Réu Traidor

STF forma maioria para tornar Eduardo Bolsonaro réu

Primeira Turma aceita denúncia da PGR contra deputado por pressões internacionais para interferir no julgamento do pai
Eduardo Bolsonaro
Eduardo Bolsonaro
Por JR Vital JR Vital — Analista Geopolítico
JR Vital
JR Vital Analista Geopolítico
● Fato Verificado

Jornalista do Diário Carioca.

Com a decisão do ministro Cristiano Zanin, a Primeira Turma do Supremo Tribunal Federal (STF) formou maioria para aceitar a denúncia e tornar o deputado federal Eduardo Bolsonaro réu por coação, relacionada a ações realizadas nos Estados Unidos para influenciar o julgamento do ex-presidente Jair Bolsonaro.

No plenário virtual, o ministro relator Alexandre de Moraes foi o primeiro a votar, indicando que há provas da materialidade e indícios razoáveis de autoria nas condutas atribuídas a Eduardo Nantes Bolsonaro. Segundo ele, o parlamentar articulou pressões externas com potencial para causar grave ameaça institucional, incluindo a imposição de tarifas sobre produtos brasileiros (conhecida como “tarifaço”), restrições de vistos a autoridades brasileiras e aplicação da Lei Magnitsky, medidas que objetivavam intimidar e coagir ministros do STF durante o julgamento da Ação Penal nº 2.668/DF.

A denúncia, apresentada pela Procuradoria-Geral da República (PGR), enquadra a conduta no artigo 344 do Código Penal, que prevê pena de 1 a 4 anos de reclusão por coação no curso do processo, podendo ser ampliada por se tratar de conduta reiterada.
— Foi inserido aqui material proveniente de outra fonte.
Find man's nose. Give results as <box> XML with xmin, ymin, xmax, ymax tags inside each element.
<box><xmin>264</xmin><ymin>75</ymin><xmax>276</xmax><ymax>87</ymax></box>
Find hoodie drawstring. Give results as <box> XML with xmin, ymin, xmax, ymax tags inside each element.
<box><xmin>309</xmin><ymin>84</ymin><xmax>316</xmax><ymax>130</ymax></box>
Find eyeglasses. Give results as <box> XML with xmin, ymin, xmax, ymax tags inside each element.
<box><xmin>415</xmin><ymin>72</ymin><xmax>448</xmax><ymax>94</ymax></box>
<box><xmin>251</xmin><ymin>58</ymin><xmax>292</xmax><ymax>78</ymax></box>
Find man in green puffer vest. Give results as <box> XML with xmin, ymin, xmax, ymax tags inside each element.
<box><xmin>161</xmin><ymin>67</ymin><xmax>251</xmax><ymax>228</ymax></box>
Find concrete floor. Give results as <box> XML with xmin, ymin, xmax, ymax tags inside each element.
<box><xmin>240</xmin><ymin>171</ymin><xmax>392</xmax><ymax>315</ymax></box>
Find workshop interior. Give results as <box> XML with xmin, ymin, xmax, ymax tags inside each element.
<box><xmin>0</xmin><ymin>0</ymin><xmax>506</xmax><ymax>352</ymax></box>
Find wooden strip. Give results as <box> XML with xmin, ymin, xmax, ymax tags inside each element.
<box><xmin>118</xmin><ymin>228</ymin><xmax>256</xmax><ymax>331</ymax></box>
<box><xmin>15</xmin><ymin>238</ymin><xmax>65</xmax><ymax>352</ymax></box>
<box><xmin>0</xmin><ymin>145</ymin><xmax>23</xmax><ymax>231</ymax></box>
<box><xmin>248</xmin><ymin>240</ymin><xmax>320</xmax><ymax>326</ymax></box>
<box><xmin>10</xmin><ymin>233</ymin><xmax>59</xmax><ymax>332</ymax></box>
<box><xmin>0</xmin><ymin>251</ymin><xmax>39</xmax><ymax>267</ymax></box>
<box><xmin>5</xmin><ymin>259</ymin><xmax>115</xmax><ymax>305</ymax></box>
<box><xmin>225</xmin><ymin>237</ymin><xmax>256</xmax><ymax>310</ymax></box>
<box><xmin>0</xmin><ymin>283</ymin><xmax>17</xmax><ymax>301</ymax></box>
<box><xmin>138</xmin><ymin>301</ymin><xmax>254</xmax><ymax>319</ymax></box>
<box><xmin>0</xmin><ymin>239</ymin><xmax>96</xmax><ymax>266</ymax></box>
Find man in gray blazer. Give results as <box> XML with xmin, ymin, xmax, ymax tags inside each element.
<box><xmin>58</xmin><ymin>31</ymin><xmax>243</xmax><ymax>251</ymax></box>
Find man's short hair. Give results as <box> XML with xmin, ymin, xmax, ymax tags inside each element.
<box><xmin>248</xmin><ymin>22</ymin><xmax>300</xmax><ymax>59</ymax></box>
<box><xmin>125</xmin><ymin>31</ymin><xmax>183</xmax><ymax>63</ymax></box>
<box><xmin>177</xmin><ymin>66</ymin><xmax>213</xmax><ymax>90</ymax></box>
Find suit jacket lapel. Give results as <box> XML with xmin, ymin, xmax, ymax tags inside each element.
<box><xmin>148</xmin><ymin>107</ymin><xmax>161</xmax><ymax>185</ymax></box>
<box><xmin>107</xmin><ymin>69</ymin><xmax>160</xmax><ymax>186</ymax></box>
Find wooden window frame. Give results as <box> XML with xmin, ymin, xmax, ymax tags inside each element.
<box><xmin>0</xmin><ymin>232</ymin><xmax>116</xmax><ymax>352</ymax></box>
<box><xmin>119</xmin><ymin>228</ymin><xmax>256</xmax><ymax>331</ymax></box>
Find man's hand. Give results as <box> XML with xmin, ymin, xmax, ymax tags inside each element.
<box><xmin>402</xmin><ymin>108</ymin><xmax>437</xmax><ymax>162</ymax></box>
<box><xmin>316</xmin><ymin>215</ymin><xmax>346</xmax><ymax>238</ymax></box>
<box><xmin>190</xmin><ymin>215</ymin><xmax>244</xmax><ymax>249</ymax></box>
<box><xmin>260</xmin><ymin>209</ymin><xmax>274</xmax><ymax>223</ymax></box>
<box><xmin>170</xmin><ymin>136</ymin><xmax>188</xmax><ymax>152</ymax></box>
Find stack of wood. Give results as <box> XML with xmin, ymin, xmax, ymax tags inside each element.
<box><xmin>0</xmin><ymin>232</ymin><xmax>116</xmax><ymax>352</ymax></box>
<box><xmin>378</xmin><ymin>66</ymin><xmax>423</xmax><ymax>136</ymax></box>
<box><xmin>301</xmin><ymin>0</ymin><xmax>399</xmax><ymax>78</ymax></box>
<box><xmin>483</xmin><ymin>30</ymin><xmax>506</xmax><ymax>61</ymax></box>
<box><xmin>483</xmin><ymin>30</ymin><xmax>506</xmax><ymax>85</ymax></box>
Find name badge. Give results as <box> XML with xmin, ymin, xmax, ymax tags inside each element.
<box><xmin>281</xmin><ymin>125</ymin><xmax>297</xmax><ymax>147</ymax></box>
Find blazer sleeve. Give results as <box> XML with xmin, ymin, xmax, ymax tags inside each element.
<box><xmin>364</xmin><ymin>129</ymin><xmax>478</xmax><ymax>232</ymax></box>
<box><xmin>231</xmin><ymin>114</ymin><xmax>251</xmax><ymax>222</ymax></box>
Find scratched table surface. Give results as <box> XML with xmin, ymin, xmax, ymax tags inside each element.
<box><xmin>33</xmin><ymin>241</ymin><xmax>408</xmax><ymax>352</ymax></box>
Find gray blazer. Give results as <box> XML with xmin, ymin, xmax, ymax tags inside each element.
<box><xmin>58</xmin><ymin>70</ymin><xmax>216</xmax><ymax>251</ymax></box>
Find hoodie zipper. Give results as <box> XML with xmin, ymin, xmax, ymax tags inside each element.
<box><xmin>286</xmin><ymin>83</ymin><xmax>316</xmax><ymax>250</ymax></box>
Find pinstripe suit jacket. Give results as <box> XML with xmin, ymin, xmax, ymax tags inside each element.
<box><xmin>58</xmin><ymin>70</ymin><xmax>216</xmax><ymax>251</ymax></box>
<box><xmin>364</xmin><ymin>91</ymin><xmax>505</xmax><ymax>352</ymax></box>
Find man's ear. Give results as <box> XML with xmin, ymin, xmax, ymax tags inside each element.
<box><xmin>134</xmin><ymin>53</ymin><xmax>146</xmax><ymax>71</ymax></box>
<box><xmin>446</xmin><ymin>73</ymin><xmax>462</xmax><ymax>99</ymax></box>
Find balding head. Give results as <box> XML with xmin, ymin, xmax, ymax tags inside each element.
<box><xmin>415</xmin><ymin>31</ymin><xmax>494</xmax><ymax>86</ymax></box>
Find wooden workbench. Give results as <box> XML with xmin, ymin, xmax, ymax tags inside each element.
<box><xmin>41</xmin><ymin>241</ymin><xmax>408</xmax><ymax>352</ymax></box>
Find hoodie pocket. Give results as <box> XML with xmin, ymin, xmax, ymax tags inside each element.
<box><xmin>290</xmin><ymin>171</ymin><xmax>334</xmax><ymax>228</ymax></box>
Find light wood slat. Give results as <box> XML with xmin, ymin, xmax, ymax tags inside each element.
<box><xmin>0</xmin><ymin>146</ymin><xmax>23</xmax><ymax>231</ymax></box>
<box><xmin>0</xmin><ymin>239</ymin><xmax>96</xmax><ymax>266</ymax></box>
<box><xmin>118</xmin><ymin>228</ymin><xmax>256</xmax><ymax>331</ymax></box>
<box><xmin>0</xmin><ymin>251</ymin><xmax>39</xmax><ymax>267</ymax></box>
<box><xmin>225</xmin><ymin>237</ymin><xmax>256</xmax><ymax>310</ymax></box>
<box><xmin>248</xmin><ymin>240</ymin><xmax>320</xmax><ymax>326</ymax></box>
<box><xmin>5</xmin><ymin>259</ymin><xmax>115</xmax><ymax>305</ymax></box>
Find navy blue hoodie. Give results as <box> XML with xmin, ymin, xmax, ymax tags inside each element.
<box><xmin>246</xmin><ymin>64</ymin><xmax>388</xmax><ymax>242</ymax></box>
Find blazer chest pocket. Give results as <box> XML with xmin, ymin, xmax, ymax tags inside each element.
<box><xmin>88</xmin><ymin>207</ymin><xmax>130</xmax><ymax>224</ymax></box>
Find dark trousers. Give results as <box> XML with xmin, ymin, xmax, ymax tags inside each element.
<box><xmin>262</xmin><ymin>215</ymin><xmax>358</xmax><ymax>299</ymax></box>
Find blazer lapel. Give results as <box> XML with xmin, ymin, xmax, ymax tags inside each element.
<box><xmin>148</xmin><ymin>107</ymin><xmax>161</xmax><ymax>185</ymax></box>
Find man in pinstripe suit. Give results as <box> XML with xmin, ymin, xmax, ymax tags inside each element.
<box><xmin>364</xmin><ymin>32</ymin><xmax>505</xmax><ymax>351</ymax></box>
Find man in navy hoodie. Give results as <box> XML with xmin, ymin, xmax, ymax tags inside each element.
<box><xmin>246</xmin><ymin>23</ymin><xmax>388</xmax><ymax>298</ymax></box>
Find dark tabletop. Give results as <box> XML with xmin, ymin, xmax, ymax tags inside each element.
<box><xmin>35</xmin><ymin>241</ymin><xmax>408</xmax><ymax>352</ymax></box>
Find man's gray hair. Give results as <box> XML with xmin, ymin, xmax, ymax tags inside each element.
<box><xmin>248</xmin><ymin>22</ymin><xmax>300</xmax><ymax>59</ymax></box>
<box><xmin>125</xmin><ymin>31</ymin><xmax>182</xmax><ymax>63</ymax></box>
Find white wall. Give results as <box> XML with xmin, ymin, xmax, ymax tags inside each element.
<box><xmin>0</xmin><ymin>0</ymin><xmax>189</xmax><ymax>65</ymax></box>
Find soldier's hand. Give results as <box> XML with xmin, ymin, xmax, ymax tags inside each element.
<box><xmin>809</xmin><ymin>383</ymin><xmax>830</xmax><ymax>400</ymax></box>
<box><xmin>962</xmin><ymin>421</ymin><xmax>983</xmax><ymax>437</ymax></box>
Os ministros Flávio Dino e Cristiano Zanin acompanharam o relator, consolidando a maioria necessária para o avanço da ação penal contra o deputado. O julgamento permanece aberto até 25 de novembro, quando os demais ministros da Primeira Turma devem registrar seus votos finais.

A defesa de Eduardo Bolsonaro está a cargo da Defensoria Pública da União, estabelecida após o parlamentar não constituir advogado. A defesa sustenta que as manifestações do deputado são parte legítima da liberdade de expressão e do exercício do mandato parlamentar, negando qualquer capacidade real do parlamentar para impor ou retirar sanções econômicas internacionais, apontando que decisões soberanas dos EUA são independentes da atuação dele.

O caso tem grande impacto jurídico e político, pois decorre diretamente do processo que condenou o ex-presidente Jair Bolsonaro a 27 anos e três meses de prisão por liderar uma organização criminosa que tentou manter-se no poder após a derrota eleitoral de 2022.